March 24, 1945
On the cover of the twelfth “Underwater Cabaret” from 1945, you can see the image of a market woman. This motif refers to the poem “Des Führers Mutter” (The Führer’s Mother) on the inside.
The Dutch poem “Voor de eindspurt” (For the Final Sprint) deals with the perceived positive course of the war from Curt Bloch’s perspective. The British troops have advanced so far that one can “smell the breeze of freedom.” Captivity will soon be over, and the work of the poet in the resistance can be completed. “No one is sad,” writes Bloch, “when the O.W.C. must disappear. ”
In the German poem “Nazi-Alternative,” Curt Bloch predicts the downfall of the Germans. Germany is “frayed and torn” like an old pair of pants, the cities are in ruins, the “once ecstatic state” is over, and all hope is lost. Now the Nazis and their bigwigs have only two alternatives left: to kill themselves or wait for the executioner. “He who has the choice has the torment.”
In creating his Dutch text “In Memoriam Rauter †,” Curt Bloch apparently assumed that Hanns Albin Rauter (1895–1949) had died in an assassination attempt. The General Commissioner in the Netherlands got caught in a firefight with six members of the resistance on the evening of March 6, 1945, between Arnhem and Apeldoorn. Rauter’s adjutant and his driver were fatally hit, while Rauter himself, who had played dead, was severely wounded. However, he survived the attack, which Bloch did not know at the time he wrote this satirical obituary for “Heinrich Himmler’s henchman.” (Hanns Albin Rauter was sentenced to death and executed after the war.)
In the German poem “Des Führers Mutter” (The Führer’s Mother), Curt Bloch uses very unpleasant terms to describe the woman who gave birth to Adolf Hitler: “devilish broomstick,” “devilish woman,” “horribly eerie dragon.” In his verses, he suspects that Hitler’s mother must have been a market crier. She embellished her goods with lies at the marketplace in Braunau, thus gaining a large customer base. Little Adolf learned this behavior from her. But eventually, her mother’s methods were exposed, and she went bankrupt. Similarly, people would now turn their backs on Adolf Hitler, no matter how much he screams.

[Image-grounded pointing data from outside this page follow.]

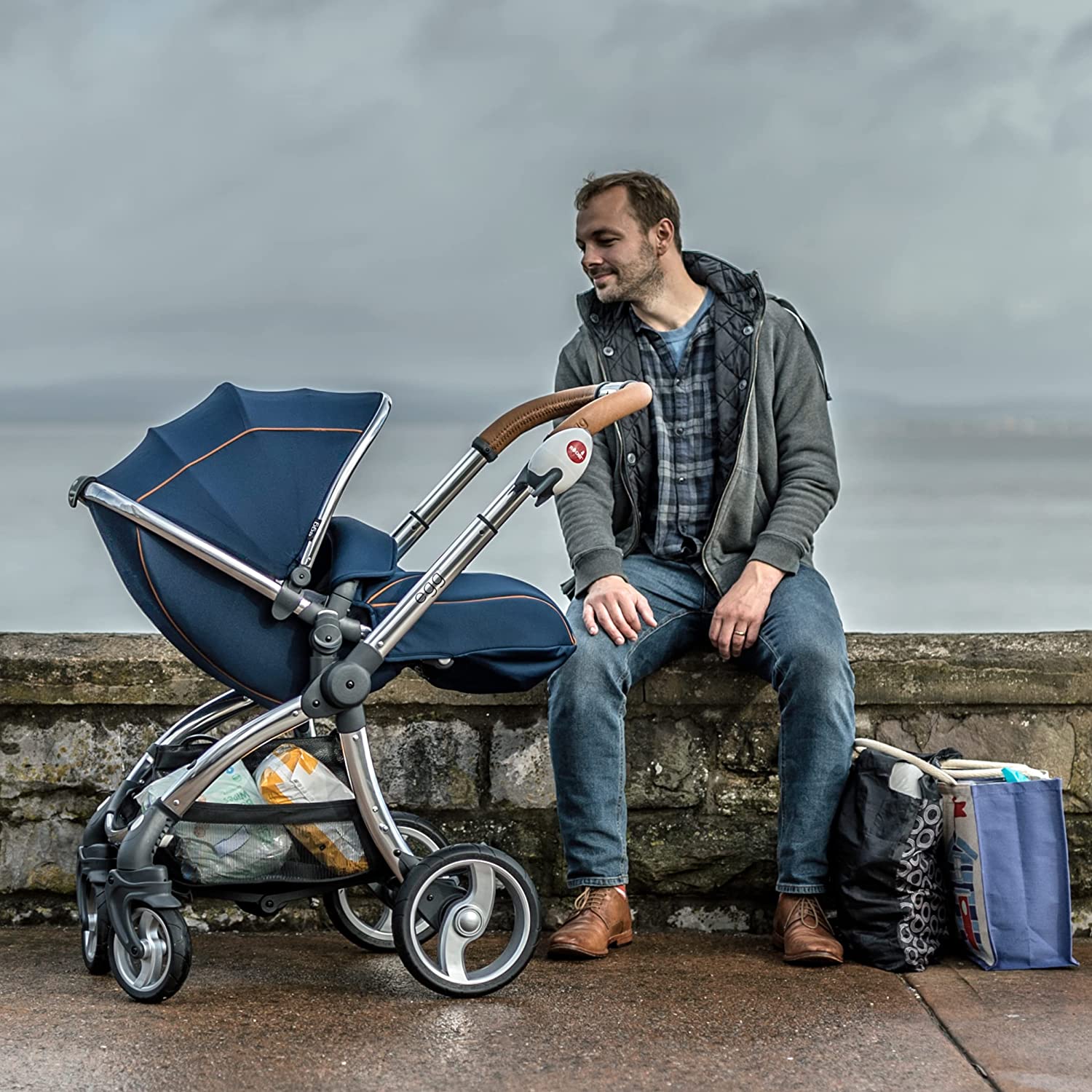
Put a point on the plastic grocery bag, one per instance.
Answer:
(1009, 869)
(218, 852)
(293, 775)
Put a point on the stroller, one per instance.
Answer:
(222, 526)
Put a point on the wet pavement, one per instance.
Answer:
(674, 1010)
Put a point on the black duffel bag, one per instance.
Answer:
(887, 860)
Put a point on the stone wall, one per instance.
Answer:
(76, 710)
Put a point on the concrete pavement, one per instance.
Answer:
(675, 1010)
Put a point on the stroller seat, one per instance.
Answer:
(499, 633)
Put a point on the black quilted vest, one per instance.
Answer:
(738, 303)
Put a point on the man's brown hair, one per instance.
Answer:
(649, 197)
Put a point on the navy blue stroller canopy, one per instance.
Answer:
(250, 472)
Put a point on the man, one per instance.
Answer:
(694, 522)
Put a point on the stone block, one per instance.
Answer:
(520, 772)
(743, 797)
(747, 744)
(39, 855)
(668, 762)
(1079, 836)
(687, 854)
(427, 764)
(89, 748)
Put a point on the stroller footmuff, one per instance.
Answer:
(222, 526)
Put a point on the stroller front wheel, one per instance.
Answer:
(164, 963)
(360, 913)
(94, 926)
(472, 895)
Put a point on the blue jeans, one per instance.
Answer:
(801, 651)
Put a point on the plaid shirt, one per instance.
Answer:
(684, 417)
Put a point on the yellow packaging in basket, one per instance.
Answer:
(293, 775)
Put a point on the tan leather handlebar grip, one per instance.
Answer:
(598, 415)
(541, 411)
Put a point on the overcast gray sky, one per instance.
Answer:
(379, 196)
(349, 194)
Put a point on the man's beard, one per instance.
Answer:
(637, 283)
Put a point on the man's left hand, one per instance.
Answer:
(740, 614)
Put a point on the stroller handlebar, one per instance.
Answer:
(529, 415)
(580, 402)
(603, 412)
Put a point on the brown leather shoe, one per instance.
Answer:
(600, 921)
(802, 932)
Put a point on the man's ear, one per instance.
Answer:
(665, 236)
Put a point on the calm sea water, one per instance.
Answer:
(934, 532)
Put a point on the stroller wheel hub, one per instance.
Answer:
(469, 922)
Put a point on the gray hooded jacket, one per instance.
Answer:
(775, 445)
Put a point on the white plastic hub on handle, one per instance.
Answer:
(567, 451)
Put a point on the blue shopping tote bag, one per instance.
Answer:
(1009, 869)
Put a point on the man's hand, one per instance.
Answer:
(618, 607)
(740, 614)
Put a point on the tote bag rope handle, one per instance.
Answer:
(933, 771)
(962, 769)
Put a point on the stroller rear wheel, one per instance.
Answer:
(463, 890)
(164, 963)
(95, 930)
(362, 914)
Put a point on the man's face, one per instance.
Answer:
(620, 258)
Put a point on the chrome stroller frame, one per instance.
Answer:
(118, 879)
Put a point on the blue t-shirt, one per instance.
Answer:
(677, 340)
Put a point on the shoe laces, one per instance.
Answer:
(589, 897)
(808, 913)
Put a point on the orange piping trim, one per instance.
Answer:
(487, 598)
(279, 428)
(391, 585)
(148, 577)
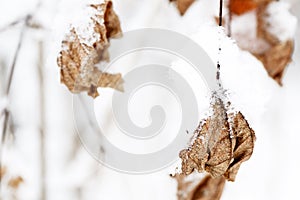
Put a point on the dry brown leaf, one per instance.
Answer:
(276, 59)
(79, 56)
(15, 182)
(207, 188)
(183, 5)
(275, 55)
(212, 149)
(243, 141)
(222, 142)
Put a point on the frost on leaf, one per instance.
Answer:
(183, 5)
(221, 144)
(279, 54)
(87, 45)
(207, 188)
(212, 149)
(272, 42)
(243, 142)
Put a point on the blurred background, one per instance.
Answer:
(41, 154)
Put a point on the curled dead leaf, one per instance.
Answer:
(81, 52)
(212, 149)
(183, 5)
(206, 188)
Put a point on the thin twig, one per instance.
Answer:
(10, 78)
(42, 118)
(11, 24)
(218, 62)
(229, 23)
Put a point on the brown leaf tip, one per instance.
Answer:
(81, 52)
(220, 145)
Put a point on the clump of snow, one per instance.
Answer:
(245, 33)
(249, 87)
(281, 22)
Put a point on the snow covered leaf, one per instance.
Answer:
(183, 5)
(206, 188)
(84, 47)
(212, 149)
(277, 58)
(271, 40)
(222, 142)
(243, 140)
(15, 182)
(240, 7)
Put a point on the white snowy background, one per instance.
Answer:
(71, 173)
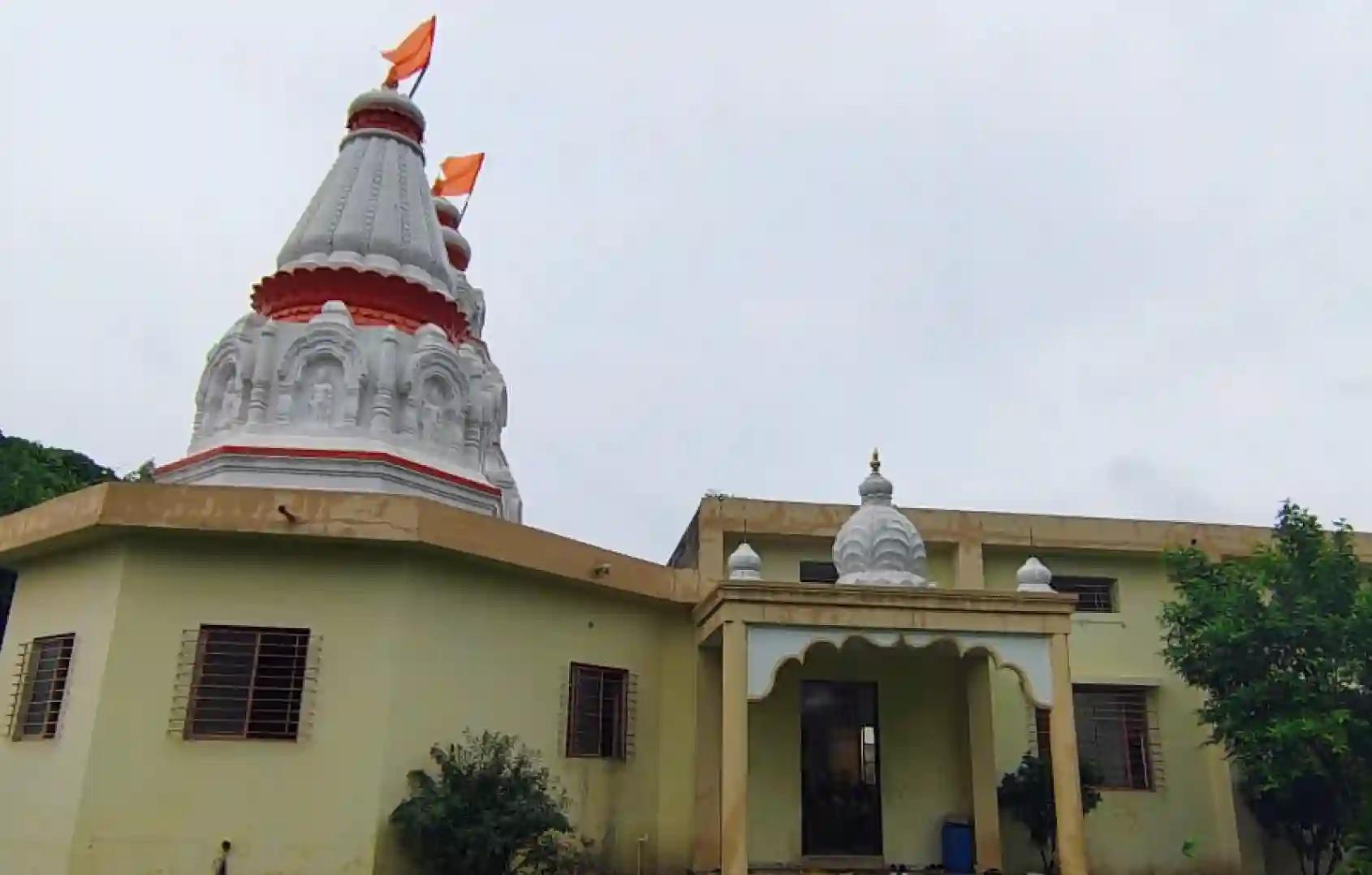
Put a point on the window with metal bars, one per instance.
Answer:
(41, 688)
(818, 572)
(1094, 594)
(248, 683)
(597, 715)
(1111, 734)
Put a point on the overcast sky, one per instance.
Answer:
(1047, 256)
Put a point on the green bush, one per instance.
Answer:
(1028, 795)
(491, 809)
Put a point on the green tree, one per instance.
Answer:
(1280, 644)
(491, 809)
(1028, 795)
(31, 473)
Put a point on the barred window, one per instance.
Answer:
(1111, 734)
(248, 683)
(818, 572)
(597, 719)
(41, 686)
(1094, 594)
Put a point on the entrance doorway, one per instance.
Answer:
(840, 777)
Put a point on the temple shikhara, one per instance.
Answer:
(361, 364)
(234, 668)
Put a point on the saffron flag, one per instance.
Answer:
(412, 54)
(459, 175)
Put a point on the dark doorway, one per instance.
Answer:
(840, 781)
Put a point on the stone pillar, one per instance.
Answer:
(385, 398)
(982, 744)
(968, 572)
(733, 760)
(1066, 778)
(264, 365)
(708, 700)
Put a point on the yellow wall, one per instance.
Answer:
(412, 652)
(922, 749)
(419, 646)
(486, 649)
(783, 556)
(1131, 830)
(154, 800)
(43, 779)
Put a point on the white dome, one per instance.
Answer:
(744, 564)
(878, 546)
(1033, 576)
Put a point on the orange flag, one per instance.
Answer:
(459, 175)
(412, 54)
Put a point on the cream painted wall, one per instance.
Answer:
(43, 779)
(158, 803)
(925, 765)
(1131, 830)
(412, 652)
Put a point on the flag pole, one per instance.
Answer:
(417, 81)
(433, 40)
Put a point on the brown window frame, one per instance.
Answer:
(610, 742)
(1127, 724)
(813, 565)
(25, 727)
(264, 718)
(1094, 594)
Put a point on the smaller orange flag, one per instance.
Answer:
(412, 54)
(459, 175)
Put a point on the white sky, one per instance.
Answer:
(1047, 256)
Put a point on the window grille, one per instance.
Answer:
(1094, 594)
(1117, 733)
(239, 682)
(40, 686)
(818, 572)
(602, 705)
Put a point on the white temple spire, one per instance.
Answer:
(878, 546)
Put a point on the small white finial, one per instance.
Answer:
(744, 564)
(1033, 576)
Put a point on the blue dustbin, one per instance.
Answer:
(958, 845)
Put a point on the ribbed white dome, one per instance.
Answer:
(878, 546)
(744, 564)
(1033, 576)
(373, 210)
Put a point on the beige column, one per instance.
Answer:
(1066, 778)
(708, 698)
(733, 779)
(968, 571)
(1227, 847)
(982, 742)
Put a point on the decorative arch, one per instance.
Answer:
(435, 362)
(322, 340)
(222, 373)
(773, 646)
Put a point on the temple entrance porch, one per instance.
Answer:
(839, 727)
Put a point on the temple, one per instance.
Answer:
(361, 364)
(238, 664)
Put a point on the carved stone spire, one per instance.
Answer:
(361, 366)
(878, 546)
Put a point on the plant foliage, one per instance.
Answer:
(31, 473)
(1028, 795)
(490, 809)
(1280, 642)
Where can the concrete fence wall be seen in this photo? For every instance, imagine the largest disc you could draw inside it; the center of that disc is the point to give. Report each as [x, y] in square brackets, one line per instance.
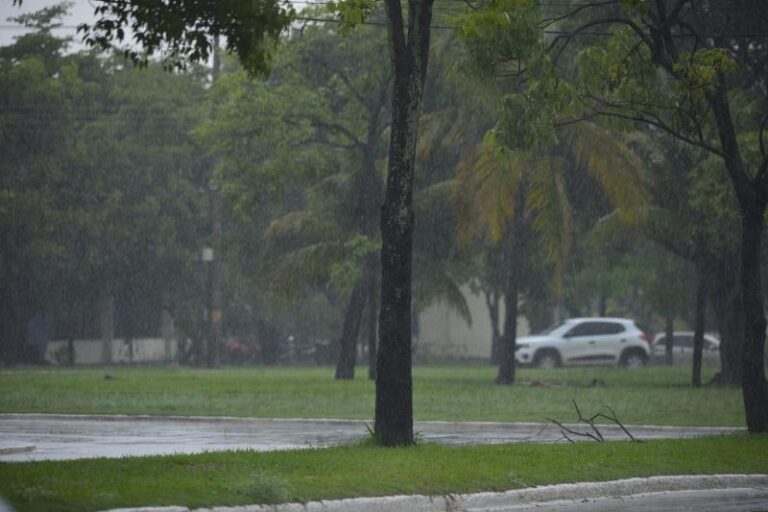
[145, 350]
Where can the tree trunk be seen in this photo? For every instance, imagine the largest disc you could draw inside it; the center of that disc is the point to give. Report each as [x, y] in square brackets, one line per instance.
[699, 325]
[725, 295]
[409, 52]
[492, 301]
[752, 193]
[373, 312]
[514, 241]
[669, 333]
[754, 387]
[345, 365]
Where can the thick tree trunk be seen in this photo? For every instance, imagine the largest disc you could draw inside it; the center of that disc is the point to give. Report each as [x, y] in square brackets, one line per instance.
[752, 193]
[345, 365]
[699, 325]
[754, 387]
[514, 241]
[725, 295]
[409, 52]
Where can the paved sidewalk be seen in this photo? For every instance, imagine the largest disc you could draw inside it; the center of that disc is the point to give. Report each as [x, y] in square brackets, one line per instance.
[740, 490]
[30, 437]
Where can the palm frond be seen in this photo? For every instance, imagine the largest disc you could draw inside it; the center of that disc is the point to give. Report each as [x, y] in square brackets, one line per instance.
[485, 187]
[434, 198]
[305, 267]
[552, 215]
[619, 171]
[300, 227]
[434, 284]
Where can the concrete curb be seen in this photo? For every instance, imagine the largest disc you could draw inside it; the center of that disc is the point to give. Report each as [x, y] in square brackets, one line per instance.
[498, 500]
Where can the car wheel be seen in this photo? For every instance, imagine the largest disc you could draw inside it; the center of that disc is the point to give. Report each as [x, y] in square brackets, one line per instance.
[633, 359]
[546, 359]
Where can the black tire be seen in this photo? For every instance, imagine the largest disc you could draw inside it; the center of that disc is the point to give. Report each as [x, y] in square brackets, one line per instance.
[633, 358]
[546, 358]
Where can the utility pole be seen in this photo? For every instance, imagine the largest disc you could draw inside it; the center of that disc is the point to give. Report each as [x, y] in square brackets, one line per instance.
[216, 299]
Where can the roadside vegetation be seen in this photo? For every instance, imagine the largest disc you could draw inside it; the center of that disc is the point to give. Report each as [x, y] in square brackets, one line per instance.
[652, 395]
[235, 478]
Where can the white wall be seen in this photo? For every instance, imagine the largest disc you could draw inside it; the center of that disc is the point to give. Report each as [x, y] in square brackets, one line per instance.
[443, 333]
[145, 350]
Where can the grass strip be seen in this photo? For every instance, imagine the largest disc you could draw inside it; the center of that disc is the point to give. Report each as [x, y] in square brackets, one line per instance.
[653, 395]
[237, 478]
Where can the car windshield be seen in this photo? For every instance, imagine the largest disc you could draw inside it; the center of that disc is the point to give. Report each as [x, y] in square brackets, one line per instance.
[553, 331]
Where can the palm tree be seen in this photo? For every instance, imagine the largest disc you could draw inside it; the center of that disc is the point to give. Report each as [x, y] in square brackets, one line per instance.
[513, 196]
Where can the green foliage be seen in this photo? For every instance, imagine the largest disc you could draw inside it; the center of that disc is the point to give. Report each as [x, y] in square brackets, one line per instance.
[183, 31]
[699, 71]
[346, 273]
[351, 13]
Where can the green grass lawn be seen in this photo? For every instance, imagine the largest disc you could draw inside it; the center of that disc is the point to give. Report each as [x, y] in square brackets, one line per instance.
[235, 478]
[646, 396]
[654, 395]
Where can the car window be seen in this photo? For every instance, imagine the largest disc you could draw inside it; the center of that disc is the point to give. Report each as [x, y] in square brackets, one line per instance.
[585, 329]
[612, 328]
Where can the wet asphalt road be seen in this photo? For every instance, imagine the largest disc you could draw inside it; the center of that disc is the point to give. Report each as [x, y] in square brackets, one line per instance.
[58, 437]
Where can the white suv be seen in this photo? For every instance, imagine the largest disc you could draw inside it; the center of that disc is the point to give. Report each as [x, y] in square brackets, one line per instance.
[586, 341]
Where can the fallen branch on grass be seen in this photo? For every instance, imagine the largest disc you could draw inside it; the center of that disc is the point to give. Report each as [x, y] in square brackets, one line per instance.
[593, 432]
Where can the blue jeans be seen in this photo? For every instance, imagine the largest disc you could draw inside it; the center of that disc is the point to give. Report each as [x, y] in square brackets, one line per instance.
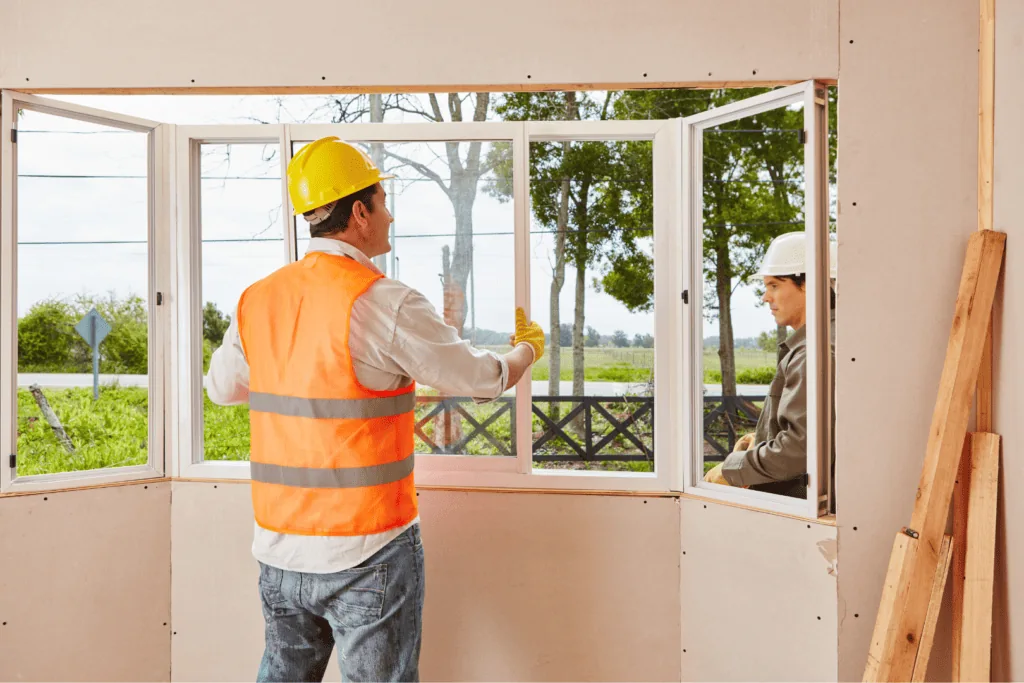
[372, 612]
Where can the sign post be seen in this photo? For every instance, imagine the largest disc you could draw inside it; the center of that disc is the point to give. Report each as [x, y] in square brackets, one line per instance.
[93, 329]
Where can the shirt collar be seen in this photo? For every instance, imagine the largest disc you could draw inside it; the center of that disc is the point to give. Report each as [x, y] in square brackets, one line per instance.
[339, 248]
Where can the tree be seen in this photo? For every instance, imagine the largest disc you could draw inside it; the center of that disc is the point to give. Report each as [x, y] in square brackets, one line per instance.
[568, 187]
[752, 193]
[643, 341]
[768, 342]
[214, 324]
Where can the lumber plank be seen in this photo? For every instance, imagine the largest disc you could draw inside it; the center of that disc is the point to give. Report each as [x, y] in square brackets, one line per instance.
[952, 407]
[876, 652]
[976, 642]
[934, 605]
[986, 112]
[961, 498]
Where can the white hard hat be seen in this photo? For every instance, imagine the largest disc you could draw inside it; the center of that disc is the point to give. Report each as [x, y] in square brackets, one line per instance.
[785, 256]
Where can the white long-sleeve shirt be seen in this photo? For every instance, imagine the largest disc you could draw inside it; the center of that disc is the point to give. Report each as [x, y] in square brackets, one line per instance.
[395, 337]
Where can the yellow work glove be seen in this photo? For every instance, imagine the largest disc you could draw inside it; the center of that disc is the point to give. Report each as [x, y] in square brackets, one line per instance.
[715, 475]
[744, 442]
[527, 332]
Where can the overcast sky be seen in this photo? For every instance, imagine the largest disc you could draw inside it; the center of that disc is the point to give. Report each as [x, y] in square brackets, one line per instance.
[242, 202]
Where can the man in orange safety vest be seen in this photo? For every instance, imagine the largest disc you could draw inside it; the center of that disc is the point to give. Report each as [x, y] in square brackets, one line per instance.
[328, 351]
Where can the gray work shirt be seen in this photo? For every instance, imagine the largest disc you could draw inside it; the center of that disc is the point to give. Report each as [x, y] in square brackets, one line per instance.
[777, 462]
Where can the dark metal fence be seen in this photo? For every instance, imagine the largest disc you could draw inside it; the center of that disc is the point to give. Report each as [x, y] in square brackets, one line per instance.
[584, 429]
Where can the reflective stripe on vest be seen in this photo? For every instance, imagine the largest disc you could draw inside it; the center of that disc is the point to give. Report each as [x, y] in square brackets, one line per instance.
[341, 477]
[355, 409]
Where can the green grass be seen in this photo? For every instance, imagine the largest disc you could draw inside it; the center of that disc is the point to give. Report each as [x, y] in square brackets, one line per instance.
[109, 432]
[113, 431]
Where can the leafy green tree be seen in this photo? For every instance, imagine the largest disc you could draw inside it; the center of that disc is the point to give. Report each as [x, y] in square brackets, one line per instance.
[768, 342]
[215, 324]
[753, 190]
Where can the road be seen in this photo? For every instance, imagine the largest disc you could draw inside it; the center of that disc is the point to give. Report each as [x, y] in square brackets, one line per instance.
[55, 381]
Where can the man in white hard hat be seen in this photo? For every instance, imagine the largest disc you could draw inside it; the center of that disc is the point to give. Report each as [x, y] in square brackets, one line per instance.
[773, 459]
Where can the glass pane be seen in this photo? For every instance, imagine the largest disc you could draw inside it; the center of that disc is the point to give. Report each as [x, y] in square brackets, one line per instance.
[82, 246]
[453, 241]
[755, 402]
[592, 273]
[242, 242]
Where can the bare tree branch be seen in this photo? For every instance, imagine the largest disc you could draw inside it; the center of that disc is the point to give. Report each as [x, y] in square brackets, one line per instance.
[438, 117]
[479, 114]
[423, 169]
[455, 107]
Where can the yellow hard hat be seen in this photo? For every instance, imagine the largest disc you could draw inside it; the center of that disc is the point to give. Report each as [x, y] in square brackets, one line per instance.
[328, 169]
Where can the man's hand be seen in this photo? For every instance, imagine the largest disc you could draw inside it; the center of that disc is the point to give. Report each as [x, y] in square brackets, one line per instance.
[744, 442]
[715, 475]
[528, 333]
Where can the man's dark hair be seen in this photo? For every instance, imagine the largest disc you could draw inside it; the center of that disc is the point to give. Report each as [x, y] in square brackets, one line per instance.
[801, 279]
[338, 220]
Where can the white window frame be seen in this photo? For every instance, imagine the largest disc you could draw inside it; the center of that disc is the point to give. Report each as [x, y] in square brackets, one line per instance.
[185, 440]
[469, 471]
[813, 96]
[160, 206]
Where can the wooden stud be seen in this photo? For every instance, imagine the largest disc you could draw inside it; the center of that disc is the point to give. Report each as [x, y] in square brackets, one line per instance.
[976, 644]
[934, 606]
[961, 498]
[880, 637]
[956, 386]
[367, 89]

In a newspaper excerpt from February 24, 1945, there is a statement by Joseph Goebbels addressed to the youth, claiming that Germany will be the “carrier of European culture” in the year 2000. This inspires Curt Bloch’s Dutch poem “The Bellamy Imitation.” The Reich Minister of Propaganda would ignore the hopeless situation in Germany and attempt to deceive the public again with the false story of a glorious future. The title of the poem probably refers to a character in Edgar Wallace’s novel “The Green Archer,” which was published in the 1920s and translated into several languages. In it, the businessman Abel Bellamy gets entangled in numerous false statements until he is eventually killed himself.